I guess it depends on what your goal is. If it's ADHA, it's more work. If it's more effective health communications, maybe not.

I wonder what @T.38 has to say about this.

Anonymous said...

@2:28 PM Bernard referenced The Medical Republic article "Time may be nigh for some medical software vendors" http://medicalrepublic.com.au/time-may-nigh-medical-software-vendors/22584

Dr Zoran Bolevich, head of eHealth NSW said: “In NSW, we are starting to achieve a more commissioning approach to our procurement,” he said. “We are thinking about what outcomes we want to achieve and starting to purchase technology that can achieve those outcomes. “This approach creates space for the industry to actually innovate."

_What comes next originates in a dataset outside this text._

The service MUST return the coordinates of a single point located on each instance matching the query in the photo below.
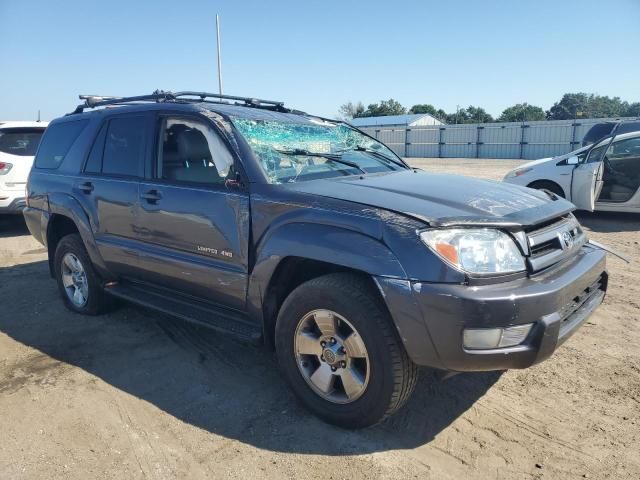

It leaves me flabbergasted to read that "... in NSW we are thinking about what outcomes we want to achieve .... "

Sooooooooooooo . .. what were they thinking about for the last decade?

Long Live T.38 said...

There are standards, innovation and interoperability challenges to be worked through, over in the other universe there are a Axes

eFax is a good example of innovation. Simple and eloquent, cheap and easy to use. Powered by standards

Can’t stop the signal Kids

Anonymous said...

Haha T.38, yes the answer for ADHA is not how to integrate or even interoperate with other technologies. It is merely to take an axe to the market and remove any need for them to integrate with others.

As for NSW, I am guessing their time on the ADHA board is due to end and the grown passed to another jurisdiction. The NSW approach is a valid one. It is a localised approach to local (closed)interoperability. Will it work at a national level? Time will tell

Dr Ian Colclough said...

@11:57AM Success has more to do with laser-like strategic thinking. "ADHA's consortium of dozens of organisations trying to implement secure messaging" is quite the opposite, more like a blunt sledge-hammer if there is such a thing.